Here’s a fresh idea for how to make your audience remember you in a crowded field of folk ensembles. Bring big peach crates with the name of your band painted on the side. Then stand on them to perform. That’s what Fort Defiance did, arraying themselves so that the “Fort” box was stage right holding up multi-instrumentalist Laurel Lane. Jordan Eastman was on his “Defiance” box on the other side. Drummer Dave Martin played in between. The music had bounce and blues and emotion, with songs like “Love As Strong As Doubt” which addressed a big relationship paradox head on. Laurel let her keening voice shine in the lead on the minimal “Let Love Grow” while the set closer “Grace” defied its title by rocking pretty hard. Boxes make for good foot stomping too.
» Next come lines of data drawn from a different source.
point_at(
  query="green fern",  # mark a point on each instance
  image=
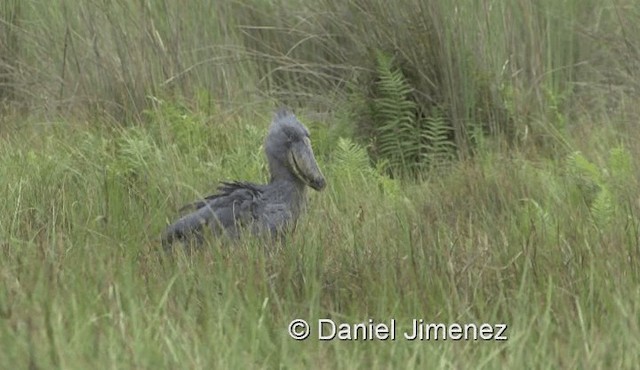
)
(436, 134)
(603, 188)
(407, 140)
(394, 114)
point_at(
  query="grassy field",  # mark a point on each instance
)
(106, 135)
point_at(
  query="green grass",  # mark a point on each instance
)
(115, 114)
(500, 239)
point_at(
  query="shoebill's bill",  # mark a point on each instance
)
(264, 209)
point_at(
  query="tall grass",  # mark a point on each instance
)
(538, 230)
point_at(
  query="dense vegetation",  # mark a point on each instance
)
(481, 167)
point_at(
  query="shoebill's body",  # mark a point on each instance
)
(262, 208)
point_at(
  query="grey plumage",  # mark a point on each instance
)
(262, 208)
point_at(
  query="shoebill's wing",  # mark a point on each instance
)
(232, 207)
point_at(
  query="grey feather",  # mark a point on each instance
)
(269, 209)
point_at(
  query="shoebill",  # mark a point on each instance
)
(264, 209)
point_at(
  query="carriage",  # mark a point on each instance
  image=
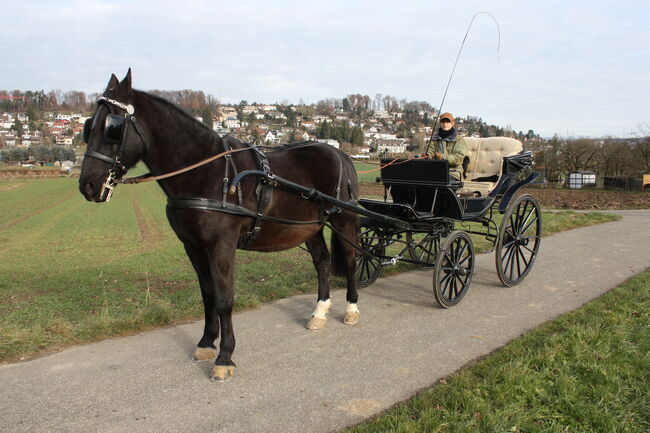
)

Brent Johnson proved to be a quirky, funny interview, and that smiling spirit infused the music of his band Hope Country. On opener “I Need Grace,” he began with acoustic quiet but the quartet swelled up to a full roar for the latter choruses. The intensity continued on “Your Love Is Rich” as guitarist Josiah Christian and bassist Lucas Anderson slashed around with skinny jean rock and roll fervor. I enjoyed the fusion of power pop and alt-country in “Let Love Grow” and then Johnson wrapped things up with a tender waltz delivered solo with spare electric guitar backing. Thanks for bringing your wiry, hard rocking band and the cow jokes too.
Kevin Gordon is the steadiest of artists. Mr. Consistency. He looks like a guy about to start his shift down at the docks, and then he’ll don his electrified arch top guitar and turn on the song spigot and out will come golden moonshine. “Walking On The Levee” is one of the quieter songs from his new Long Gone Time album and this beauty became the opener of the set. It’s a reminiscence that includes a former flame who died by lightning. Again, you can’t make this stuff up. Kevin’s band of 20 years came on to lend smoldering slow jam grooves to his bouquets of words. “Letter To Shreveport” was a molasses sweet and slow blues. Then “Church on Time” and closer “GTO” brought the spanky Louisiana funk that enlivens so much of Gordon’s hookiest songs. Paul Griffith laid down the time with his unique lefty underhanded style and Joe McMahan, Gordon’s guitarist and producer, offered his tasteful glowing lines fretted and slid.
The Gordon band distinguished itself in the Nashville Jam as well, which was a slow and easy take on “Goodnight Irene.” Tyson Rogers’s keyboard solo slid into Joe’s slide electric in a way that was just as powerful as anything that was sung. Music and words. Words and music. We need them both.